Oversea-Chinese profit beats estimates on insurance, trading

Oversea-Chinese Banking Corp., the Singapore lender that owns the island’s biggest life insurer, posted a better-than-estimated 9.6 percent increase in second- quarter profit on higher insurance and trading income.

Net income climbed to S$466 million ($324 million) in the three months ended June 30 from S$425 million a year earlier, the bank said in a statement today. The average estimate was for profit of S$356 million, according to a Bloomberg survey of six analysts.

Oversea-Chinese shares have jumped 55 percent this year amid signs Singapore’s economy is recovering. Bank of America Corp.’s Merrill Lynch & Co. increased its ratings on the company and larger DBS Holdings Ltd. on July 24, citing the potential for a strengthening economy.

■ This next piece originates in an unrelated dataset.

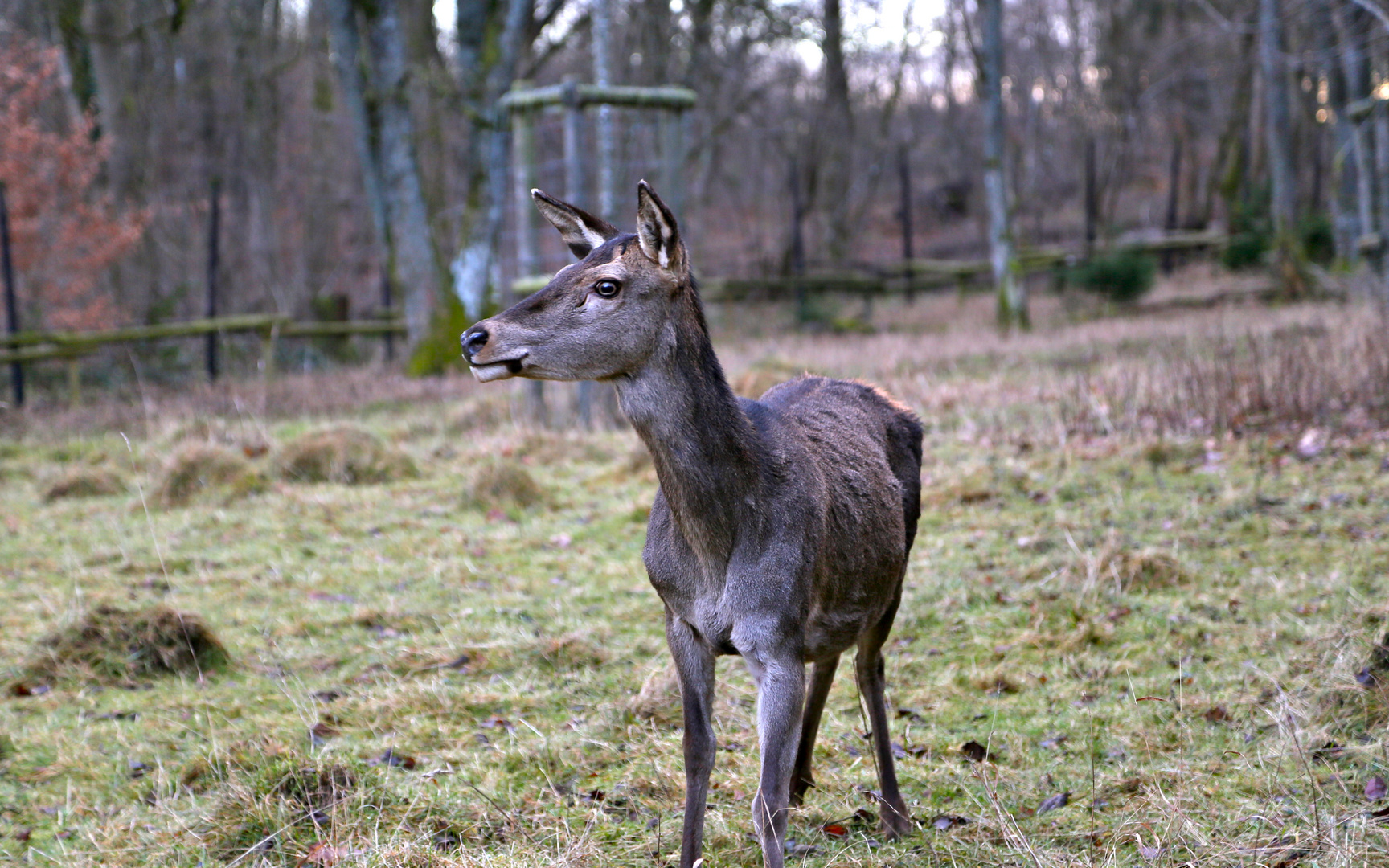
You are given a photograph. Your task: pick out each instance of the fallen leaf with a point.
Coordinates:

“The pace of recovery remains uncertain,” Oversea-Chiese Chief Executive Officer David Conner said in today’s statement. “There is growing consensus that the worst is over for the global economy and financial markets.”

Net interest income, or the difference between what the bank makes from lending and what it pays on deposits, rose 5 percent to S$710 million in the quarter. The net interest margin, a measure of loan profitability, widened by 5 basis points to 2.29 percent. One basis point is 0.01 percentage point.

Fee income jumped 37 percent from a year earlier to S$494 million, Oversea-Chinese said.

Great Eastern Holdings Ltd., the bank’s insurance unit, on July 31 said second-quarter net income rose more than five times to S$97.7 million. Oversea Chinese’s profit from life insurance almost quadrupled to S$125 million, today’s statement said.

Total loans in Singapore rose to S$272.2 billion in June from S$270.8 billion a month earlier, the highest since November, according to data from the Monetary Authority of Singapore. Singapore’s gross domestic product will shrink 4 to 6 percent this year, less than an earlier forecast for a contraction of as much as 9 percent, the trade ministry said July 14.

Oversea-Chinese fell 11 cents, or 1.41 percent, to S$7.71 at the midday trading break, before earnings were announced.